Icelandair still in selection process for EFB programme

An artist's impression of an IcelandAir 787 in flight. Image: Boeing.
An artist’s impression of an Icelandair 787 in flight. Image: Boeing.

Icelandair is still looking for a supplier or suppliers for its electronic flight bag (EFB) upgrade programme.

Captain Gretar Mar Odinsson, Boeing 757 pilot and EFB administrator, Icelandair, told the 2014 Aircraft eEnablement (Connectivity and IFE) Conference that it is finding it difficult to find one supplier to cover all its needs.

Odinsson said: “We gathered needs and requirements from our sales, marketing, technical operations and other devisions. From this we realised that a common app-based approach was not really appropriate.

“We also saw an opportunity to automate a lot of the manual processes that we have been doing a long time. As an airline we see a value in the data that is not being collected systematically.

“By focusing on data the need for an integrated system aboard the aircraft became clearer.

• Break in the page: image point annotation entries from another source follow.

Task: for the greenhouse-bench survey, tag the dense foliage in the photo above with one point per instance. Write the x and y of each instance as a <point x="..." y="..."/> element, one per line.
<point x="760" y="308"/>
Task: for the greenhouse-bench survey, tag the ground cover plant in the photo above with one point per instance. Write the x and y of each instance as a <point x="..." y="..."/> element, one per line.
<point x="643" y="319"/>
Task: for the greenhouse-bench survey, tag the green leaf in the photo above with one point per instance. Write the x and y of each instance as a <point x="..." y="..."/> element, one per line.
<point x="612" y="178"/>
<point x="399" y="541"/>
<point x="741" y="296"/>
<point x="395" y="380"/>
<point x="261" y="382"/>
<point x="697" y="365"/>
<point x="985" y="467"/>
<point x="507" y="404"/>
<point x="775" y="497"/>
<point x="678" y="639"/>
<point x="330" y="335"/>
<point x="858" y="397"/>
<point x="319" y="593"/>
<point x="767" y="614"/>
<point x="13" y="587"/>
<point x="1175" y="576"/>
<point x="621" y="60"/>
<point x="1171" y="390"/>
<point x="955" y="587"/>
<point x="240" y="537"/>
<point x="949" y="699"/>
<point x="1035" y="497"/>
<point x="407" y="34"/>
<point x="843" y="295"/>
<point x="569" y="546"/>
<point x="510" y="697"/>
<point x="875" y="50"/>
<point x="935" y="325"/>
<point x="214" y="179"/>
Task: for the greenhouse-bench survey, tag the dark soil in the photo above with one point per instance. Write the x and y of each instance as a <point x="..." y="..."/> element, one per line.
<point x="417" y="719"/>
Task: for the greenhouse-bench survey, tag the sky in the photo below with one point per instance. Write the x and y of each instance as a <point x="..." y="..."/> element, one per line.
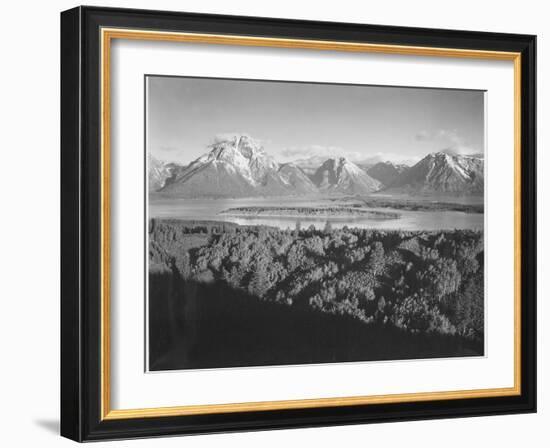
<point x="300" y="120"/>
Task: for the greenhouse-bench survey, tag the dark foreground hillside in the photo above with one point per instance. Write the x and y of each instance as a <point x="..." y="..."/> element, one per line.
<point x="222" y="295"/>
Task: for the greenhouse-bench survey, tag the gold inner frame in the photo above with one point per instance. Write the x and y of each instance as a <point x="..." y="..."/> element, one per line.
<point x="107" y="35"/>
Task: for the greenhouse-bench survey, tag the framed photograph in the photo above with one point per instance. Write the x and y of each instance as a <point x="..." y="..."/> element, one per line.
<point x="273" y="223"/>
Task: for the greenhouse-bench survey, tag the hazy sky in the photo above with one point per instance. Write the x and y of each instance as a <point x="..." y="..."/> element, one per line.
<point x="299" y="120"/>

The EFB project then became a component of an overarching e-enablement strategy.”

But having issued an RFP for the programme Odinsson said that they could not find a single supplier to cover all the airline’s needs.

“We created a functional RFP with a specific invitation for suppliers to innovate. But most of the responses were product-focused – mostly app-based, communications-based or single-component responses,” he said.

“The suppliers appeared to be not ready or comfortable with functionally-specified or systems-based solutions. There was also a reluctance to work with others.

“We didn’t expect a single supplier to provide the whole solution, but we were surprised to see that suppliers were not prepared to join together to provide one,” Odinsson concluded

Captain Michael Bryan, Closed Loop Consulting, added: “There is an advantage in looking at an EFB as a system. This consists of people, structures and processes that work together to create organisational outcomes.

“But technology doesn’t drive the system – people drive the system.

“The point we need to make is that we need to look at problems as a whole – not as a specific system. It demands a holistic strategy,” he said.